# Cloud MongoDB + Vectorizer + KMeans

- Build a model using MongoDB and CountVectorizer
- Build clusters with KMeans

In [1]:
# Imports
import pymongo

import pandas as pd
import numpy as np

from sklearn.feature_extraction.text import CountVectorizer, TfidfVectorizer
from sklearn.metrics import silhouette_score
from sklearn.cluster import KMeans, DBSCAN, SpectralClustering
from sklearn.pipeline import make_pipeline
from sklearn.preprocessing import MaxAbsScaler

%matplotlib inline

## MongoDb Connection

In [2]:
# Load the client
client = pymongo.MongoClient("mongodb+srv://dbuser:dbpassword@cluster0-tdmr9.mongodb.net/test?retryWrites=true&w=majority")

# Load the database
database = client['sample_training']

# Load a collection
companies = database['companies']

# Load the instances
instances = companies.find()

# Build a dataframe using the instances
dataframe = pd.DataFrame(instances)

## Cleaning, transforming and encoding of data

In [39]:
dataframe = dataframe[['description']]

dataframe.replace('', np.nan, inplace=True)
dataframe.dropna(how='all', inplace=True)

dataframe.head()

Unnamed: 0,description
0,Content discovery service
1,Read Unlimited Books
2,Social network
4,Technology Platform Company
5,Real time communication platform


## Build the clusters

In [51]:
# binary:          True | False  -- Exist or Count
# lowercase:       True | False  --
# analyser:        'word'|'char' --
# strip_accents:   'unicode'     -- é != e 
# stop_words:      ['word']      -- Ignore word
# ngram_range:     [min, max]    -- Combine words
# min_def:         number        -- Min of ocurrence 

count_vectorizer = CountVectorizer(min_df=4, ngram_range=(2, 3))
words_matrix = count_vectorizer.fit_transform(dataframe['description'])
words_list = count_vectorizer.get_feature_names()
    
for k in range(2,10):
    cluster = make_pipeline(MaxAbsScaler(), KMeans(n_clusters=k, random_state=0))
    cluster.fit(words_matrix)
    predict = cluster.predict(words_matrix)
    
    silhouette = silhouette_score(words_matrix, predict)
    print("K = {} - Silhouette: {}".format(k, silhouette))

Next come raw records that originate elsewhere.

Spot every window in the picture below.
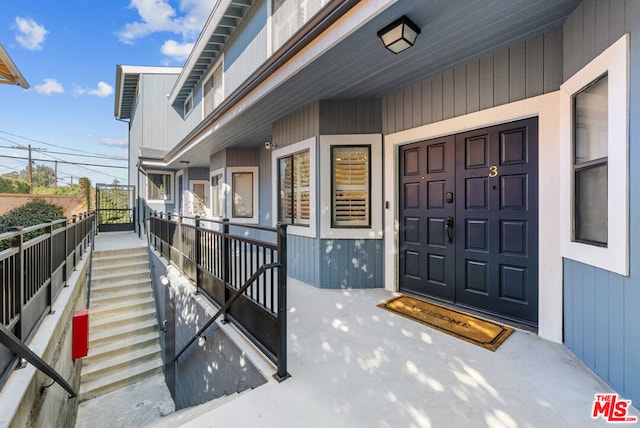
[278,150,310,226]
[147,172,173,203]
[176,171,184,215]
[189,180,211,217]
[573,75,609,246]
[184,94,193,117]
[319,134,383,239]
[203,65,223,116]
[227,166,258,223]
[271,137,318,238]
[211,172,224,218]
[331,146,371,227]
[559,34,629,275]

K = 2 - Silhouette: 0.5305733426572677
K = 3 - Silhouette: 0.4717291693332289
K = 4 - Silhouette: 0.477122675528153
K = 5 - Silhouette: 0.4736389544899812
K = 6 - Silhouette: 0.4778357456147973
K = 7 - Silhouette: 0.479937642030038
K = 8 - Silhouette: 0.46310718290760083
K = 9 - Silhouette: 0.46149689367279245


## Clusters & Examples

In [55]:
dataframe['cluster'] = predict

for cluster in np.unique(predict):
    rank = pd.Series(centroids[cluster, :], index=words_list).sort_values().tail(1)
    example = dataframe[dataframe['cluster'] == cluster]['description'].iloc[0]
    count = dataframe[dataframe['cluster'] == cluster].count()
    
    print("Cluster {}".format(cluster))
    print("--  Key: {}".format(rank.keys()[0]))
    print("--  Value: {}".format(rank.values[0]))
    print("--  Count: {}".format(count.values[0]))
    print("--  Example: {}".format(example))
    
    print()

Cluster 0
--  Key: social media
--  Value: 0.014729209154769997
--  Count: 4413
--  Example: Content discovery service

Cluster 1
--  Key: social network
--  Value: 1.0
--  Count: 108
--  Example: Social network

Cluster 2
--  Key: management software
--  Value: 1.0
--  Count: 43
--  Example: Risk Management Software

Cluster 3
--  Key: marketing and advertising
--  Value: 1.0
--  Count: 7
--  Example: Marketing and Advertising 

Cluster 4
--  Key: search engine
--  Value: 1.0
--  Count: 59
--  Example: job-focused vertical search engine

Cluster 5
--  Key: open source
--  Value: 1.0
--  Count: 17
--  Example: Open Source as a service

Cluster 6
--  Key: web design
--  Value: 1.0
--  Count: 44
--  Example: Web Design and Development

Cluster 7
--  Key: software solutions
--  Value: 1.0
--  Count: 20
--  Example: enterprise software solutions

Cluster 8
--  Key: engine for
--  Value: 1.0
--  Count: 5
--  Example: search engine for music